That predictable nature of our revenue, driven by our high revenue retention rate and strong gross margin allows us to confidently invest back into the business, helping to lead to long-term, durable growth, and ultimately, compelling returns for our investors. Before detailing our core financial results, I'll first address two items impacting the year-over-year comparability of our GAAP results. First, you will notice that we recorded a $10.3 million loss on the extinguishment of debt in the third quarter as we used some of the proceeds from our initial public offering to retire our existing debt while at the same time securing $55 million in new debt financing at more attractive interest rate. Next, you'll note we recorded $7.7 million of equity-based compensation expense in the third quarter of 2021, representing a $6 million increase over the third quarter of 2020.

The increase in equity-based compensation is primarily due to increased equity grant activity and the increase in grant-date fair value, as well as the modification of equity award in connection with our IPO. Next, I want to take one minute on earnings per share. Given our structure and the restructuring that occurred in connection with our IPO, our Q3 GAAP loss per share of $0.05 reflects only the last 7 days of the quarter for the period between our IPO and September 30. And that period is impacted by the $10 million loss on extinguishment of debt in connection with the IPO.

Given the shortened period, we did not provide a non-GAAP EPS. In Q4 and going forward, we expect to provide both GAAP and non-GAAP EPS. Moving to our third quarter financial results. Please note that our results will be discussed on a non-GAAP or adjusted basis unless otherwise noted.

Revenue in the third quarter was $64.5 million, up 21 percent year over year as the strong sales momentum we experienced in the first half of the year continued into the third quarter. Year to date, revenue is down 23 percent. As of September 30, 2021, annualized recurring revenue or ARR reached $257 million, a $12 million increase over June 30, 2021, and a 20 percent increase year over year. As I mentioned before, gross revenue retention was strong at 98 percent, marking the 11th consecutive quarter we reported gross revenue retention of 98 percent.
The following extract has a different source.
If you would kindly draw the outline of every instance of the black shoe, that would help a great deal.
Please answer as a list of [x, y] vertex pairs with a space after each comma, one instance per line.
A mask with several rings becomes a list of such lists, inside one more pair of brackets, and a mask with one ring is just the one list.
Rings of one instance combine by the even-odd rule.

The net revenue retention rate was a healthy 111 percent, up to 220 basis points from the third quarter of 2020. We see our clients continue to grow their business using the Clearwater platform. Gross profit in the quarter was $48.1 million and gross margin came in at 74.5 percent as we are investing to accelerate the onboarding of new clients close to date and support the strong pipeline of new client opportunities we see in Q4. Although the whole team remains committed to increasing gross margins over the long term, we expect to continue to invest in this area through the first quarter of 2022 in anticipation of the continued strong new client demand across the globe.
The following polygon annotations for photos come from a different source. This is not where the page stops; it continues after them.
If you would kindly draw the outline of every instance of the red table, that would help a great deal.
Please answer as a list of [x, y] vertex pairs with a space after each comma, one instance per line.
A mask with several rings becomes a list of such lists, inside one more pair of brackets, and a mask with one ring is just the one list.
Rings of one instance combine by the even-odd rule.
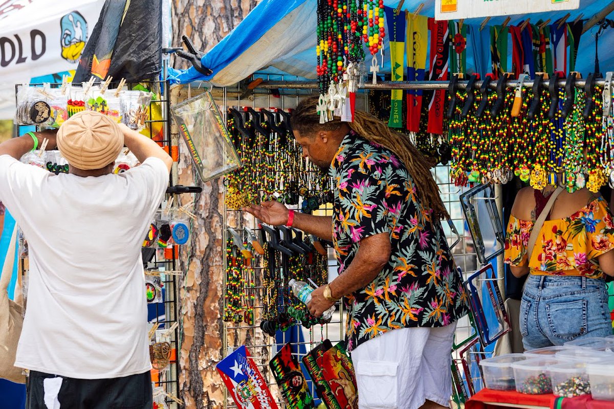
[[[527, 395], [516, 391], [492, 391], [483, 389], [471, 397], [465, 403], [465, 409], [500, 409], [524, 408], [548, 409], [553, 408], [556, 399], [554, 395]], [[614, 409], [614, 402], [594, 400], [589, 397], [565, 399], [562, 409]]]

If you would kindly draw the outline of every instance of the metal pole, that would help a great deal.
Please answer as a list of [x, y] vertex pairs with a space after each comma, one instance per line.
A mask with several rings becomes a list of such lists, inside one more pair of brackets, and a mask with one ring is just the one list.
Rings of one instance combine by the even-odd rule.
[[[559, 88], [565, 87], [565, 80], [559, 80], [557, 83]], [[476, 82], [476, 88], [480, 88], [482, 85], [482, 81]], [[467, 88], [468, 81], [459, 81], [458, 88], [460, 90]], [[365, 84], [362, 87], [363, 90], [447, 90], [449, 85], [449, 81], [378, 81], [377, 84]], [[513, 80], [508, 81], [506, 86], [508, 88], [513, 88], [518, 83], [518, 81]], [[544, 80], [542, 82], [544, 89], [548, 89], [550, 84], [550, 80]], [[583, 88], [586, 83], [586, 80], [578, 78], [575, 80], [575, 86], [577, 88]], [[528, 80], [524, 83], [525, 88], [532, 88], [533, 86], [533, 80]], [[595, 85], [597, 86], [604, 86], [605, 85], [605, 80], [595, 80]], [[258, 88], [286, 88], [292, 90], [315, 90], [318, 87], [316, 81], [263, 81]], [[497, 88], [497, 82], [491, 82], [489, 88], [492, 90]]]

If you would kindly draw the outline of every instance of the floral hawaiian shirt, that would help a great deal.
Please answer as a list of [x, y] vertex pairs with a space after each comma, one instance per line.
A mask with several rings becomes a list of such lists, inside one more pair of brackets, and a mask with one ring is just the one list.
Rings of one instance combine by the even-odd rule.
[[441, 224], [421, 205], [419, 188], [400, 161], [352, 132], [330, 172], [339, 272], [352, 262], [362, 239], [386, 232], [391, 245], [378, 277], [345, 299], [348, 350], [392, 329], [441, 327], [467, 314], [468, 297]]
[[603, 197], [563, 219], [546, 220], [535, 241], [531, 259], [527, 246], [534, 222], [510, 218], [505, 237], [505, 262], [529, 266], [532, 274], [583, 275], [600, 278], [597, 258], [614, 248], [614, 222]]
Specifically, we've added 20 resources in Eastern Europe with French and German language skills to support our clients in these new markets. Notwithstanding the increased investments, we continue to target steady-state gross margins for new clients at over 80 percent over the long term. Research and development expenses in the quarter were $16 million or 24.8 percent of revenue, in line with our expectations. We're targeting our investment in R and D at 25 percent of revenue over the coming quarters, which we believe will allow us to continue to drive growth in our core markets while also delivering on the adjacent growth opportunities that Sandeep mentioned earlier in his remarks.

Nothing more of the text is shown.